There are no FDA-approved drugs for the main features of ME/CFS. And because ME/CFS is rarely taught to medical students, few frontline physicians understand that the best advice to give suspected patients is to stop, rest and pace – i.e. slowing down when symptoms get worse, resting aggressively and doing less than you think.

And so millions of long-time COVID patients are stumbling, their lives shrinking, into a nightmare of being horribly ill with little help – a terrible theme that repeats itself over and over again.

Time and time again we hear that the long COVID is mysterious. But a lot of it isn’t. It is the continuation of a long history of illnesses triggered by viruses. Correctly identifying the conditions linked to the long COVID removes much of the mystery. While patients will be surprised to be diagnosed with a lifelong disorder, proper diagnosis can also be empowering, connecting patients to a large, active community.

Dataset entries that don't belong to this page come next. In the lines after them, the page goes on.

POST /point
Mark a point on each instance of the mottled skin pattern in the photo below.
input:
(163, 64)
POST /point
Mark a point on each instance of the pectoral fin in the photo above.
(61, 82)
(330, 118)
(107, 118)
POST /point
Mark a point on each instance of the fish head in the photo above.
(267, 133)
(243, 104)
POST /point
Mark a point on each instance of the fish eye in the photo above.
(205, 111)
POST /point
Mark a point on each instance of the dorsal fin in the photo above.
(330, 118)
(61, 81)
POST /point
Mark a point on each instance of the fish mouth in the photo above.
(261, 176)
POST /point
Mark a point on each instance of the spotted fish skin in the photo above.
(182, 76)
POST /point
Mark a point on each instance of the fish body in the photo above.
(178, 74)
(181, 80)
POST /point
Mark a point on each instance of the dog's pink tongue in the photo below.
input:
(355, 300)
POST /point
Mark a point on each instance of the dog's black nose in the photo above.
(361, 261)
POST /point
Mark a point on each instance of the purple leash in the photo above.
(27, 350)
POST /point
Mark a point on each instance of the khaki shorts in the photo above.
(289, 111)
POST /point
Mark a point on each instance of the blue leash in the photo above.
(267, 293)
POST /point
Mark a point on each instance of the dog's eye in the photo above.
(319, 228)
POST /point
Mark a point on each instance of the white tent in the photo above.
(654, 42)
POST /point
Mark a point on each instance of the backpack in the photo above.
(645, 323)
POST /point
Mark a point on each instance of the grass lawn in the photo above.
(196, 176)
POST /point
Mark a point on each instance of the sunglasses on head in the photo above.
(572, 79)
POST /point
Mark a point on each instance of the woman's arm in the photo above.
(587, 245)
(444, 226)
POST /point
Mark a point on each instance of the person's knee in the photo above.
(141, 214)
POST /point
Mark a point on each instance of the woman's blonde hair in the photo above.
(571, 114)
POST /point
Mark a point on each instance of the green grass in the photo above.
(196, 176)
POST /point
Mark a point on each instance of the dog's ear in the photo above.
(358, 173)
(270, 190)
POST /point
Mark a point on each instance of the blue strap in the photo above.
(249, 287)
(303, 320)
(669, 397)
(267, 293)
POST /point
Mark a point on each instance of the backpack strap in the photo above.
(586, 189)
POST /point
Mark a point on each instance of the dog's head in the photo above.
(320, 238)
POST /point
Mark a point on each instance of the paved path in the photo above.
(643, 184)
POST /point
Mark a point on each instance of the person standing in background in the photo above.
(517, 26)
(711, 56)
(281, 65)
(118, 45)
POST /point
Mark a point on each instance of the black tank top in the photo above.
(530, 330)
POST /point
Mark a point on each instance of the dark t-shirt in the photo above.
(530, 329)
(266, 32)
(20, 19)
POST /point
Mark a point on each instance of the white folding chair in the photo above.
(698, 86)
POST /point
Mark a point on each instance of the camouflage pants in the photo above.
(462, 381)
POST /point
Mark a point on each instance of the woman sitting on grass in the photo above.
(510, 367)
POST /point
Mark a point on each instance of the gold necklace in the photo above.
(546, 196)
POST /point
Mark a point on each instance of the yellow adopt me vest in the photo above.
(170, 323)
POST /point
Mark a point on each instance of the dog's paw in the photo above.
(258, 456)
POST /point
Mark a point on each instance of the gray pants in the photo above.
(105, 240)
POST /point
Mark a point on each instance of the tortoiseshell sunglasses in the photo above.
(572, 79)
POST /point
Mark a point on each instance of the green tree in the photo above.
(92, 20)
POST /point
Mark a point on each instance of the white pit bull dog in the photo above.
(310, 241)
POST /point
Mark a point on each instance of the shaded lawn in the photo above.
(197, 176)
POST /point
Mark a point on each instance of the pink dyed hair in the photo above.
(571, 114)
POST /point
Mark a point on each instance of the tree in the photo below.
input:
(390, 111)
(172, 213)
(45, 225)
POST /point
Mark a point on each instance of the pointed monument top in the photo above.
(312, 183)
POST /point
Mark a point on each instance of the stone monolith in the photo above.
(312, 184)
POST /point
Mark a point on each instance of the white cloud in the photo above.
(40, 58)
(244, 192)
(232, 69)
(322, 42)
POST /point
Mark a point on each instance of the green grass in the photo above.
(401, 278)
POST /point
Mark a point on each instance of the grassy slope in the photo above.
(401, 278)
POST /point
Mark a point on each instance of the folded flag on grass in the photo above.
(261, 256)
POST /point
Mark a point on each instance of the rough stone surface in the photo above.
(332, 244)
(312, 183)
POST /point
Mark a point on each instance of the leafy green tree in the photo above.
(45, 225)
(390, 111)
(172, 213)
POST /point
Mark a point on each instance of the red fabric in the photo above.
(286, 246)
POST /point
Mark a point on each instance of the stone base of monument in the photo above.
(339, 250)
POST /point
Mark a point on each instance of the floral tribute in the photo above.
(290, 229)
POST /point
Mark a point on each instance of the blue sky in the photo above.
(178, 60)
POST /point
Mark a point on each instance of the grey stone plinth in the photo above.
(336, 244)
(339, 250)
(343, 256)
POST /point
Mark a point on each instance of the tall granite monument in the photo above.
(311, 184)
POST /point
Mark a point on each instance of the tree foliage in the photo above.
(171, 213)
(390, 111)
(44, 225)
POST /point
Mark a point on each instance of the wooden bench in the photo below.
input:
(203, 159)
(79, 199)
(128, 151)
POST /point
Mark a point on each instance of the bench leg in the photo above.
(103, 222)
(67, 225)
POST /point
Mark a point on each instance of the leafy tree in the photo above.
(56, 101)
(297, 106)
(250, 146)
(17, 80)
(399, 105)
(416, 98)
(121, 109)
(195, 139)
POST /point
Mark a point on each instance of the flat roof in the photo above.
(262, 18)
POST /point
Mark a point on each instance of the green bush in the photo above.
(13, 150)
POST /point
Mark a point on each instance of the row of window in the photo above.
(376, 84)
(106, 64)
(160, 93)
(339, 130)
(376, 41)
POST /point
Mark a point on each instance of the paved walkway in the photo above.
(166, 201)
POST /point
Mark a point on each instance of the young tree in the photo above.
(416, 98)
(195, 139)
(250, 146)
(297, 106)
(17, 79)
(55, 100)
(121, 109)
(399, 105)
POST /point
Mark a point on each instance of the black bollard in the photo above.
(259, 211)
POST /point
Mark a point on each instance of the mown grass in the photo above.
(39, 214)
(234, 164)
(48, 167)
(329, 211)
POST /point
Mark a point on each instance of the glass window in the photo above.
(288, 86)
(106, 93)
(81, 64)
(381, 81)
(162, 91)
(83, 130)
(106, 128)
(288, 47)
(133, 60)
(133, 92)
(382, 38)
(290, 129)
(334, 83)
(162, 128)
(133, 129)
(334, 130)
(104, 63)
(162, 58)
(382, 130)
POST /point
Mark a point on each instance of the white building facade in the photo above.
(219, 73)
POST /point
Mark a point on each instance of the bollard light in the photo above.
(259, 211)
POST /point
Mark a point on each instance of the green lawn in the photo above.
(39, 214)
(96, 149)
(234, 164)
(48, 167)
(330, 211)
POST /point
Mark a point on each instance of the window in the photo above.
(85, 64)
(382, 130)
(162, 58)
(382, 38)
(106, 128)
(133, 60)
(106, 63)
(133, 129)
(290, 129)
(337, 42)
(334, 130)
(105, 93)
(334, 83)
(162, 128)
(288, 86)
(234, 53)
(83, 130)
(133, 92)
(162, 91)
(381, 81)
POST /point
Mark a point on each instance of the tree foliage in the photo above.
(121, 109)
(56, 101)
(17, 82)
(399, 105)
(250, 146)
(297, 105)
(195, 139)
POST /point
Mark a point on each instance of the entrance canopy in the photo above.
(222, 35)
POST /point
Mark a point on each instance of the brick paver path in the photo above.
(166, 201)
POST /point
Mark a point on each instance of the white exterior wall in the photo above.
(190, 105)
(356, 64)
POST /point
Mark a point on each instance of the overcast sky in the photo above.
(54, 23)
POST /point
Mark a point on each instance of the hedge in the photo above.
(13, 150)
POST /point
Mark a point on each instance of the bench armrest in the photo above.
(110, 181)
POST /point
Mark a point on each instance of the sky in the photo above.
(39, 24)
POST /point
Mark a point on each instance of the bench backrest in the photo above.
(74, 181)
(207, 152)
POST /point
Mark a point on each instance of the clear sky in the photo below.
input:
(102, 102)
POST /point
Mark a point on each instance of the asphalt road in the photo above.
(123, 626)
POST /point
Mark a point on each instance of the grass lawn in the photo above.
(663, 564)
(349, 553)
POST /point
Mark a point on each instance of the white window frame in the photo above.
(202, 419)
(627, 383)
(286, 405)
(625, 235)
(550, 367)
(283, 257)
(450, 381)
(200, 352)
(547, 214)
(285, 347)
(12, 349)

It also removes uncertainty and helps them understand what to expect.

One thing that has given me and other ME/CFS patients hope is looking at how long COVID patients have organized and become vocal advocates for better research and care. More and more researchers are finally listening, understanding that there is not only so much human suffering to face, but also the opportunity to solve a thorny but fascinating biological and scientific problem. Their findings in the long COVID are replicate earlier results in ME/CFS.

Research into post-viral illnesses, as a category, is progressing more rapidly. And it is to be hoped that answers and treatments will soon follow.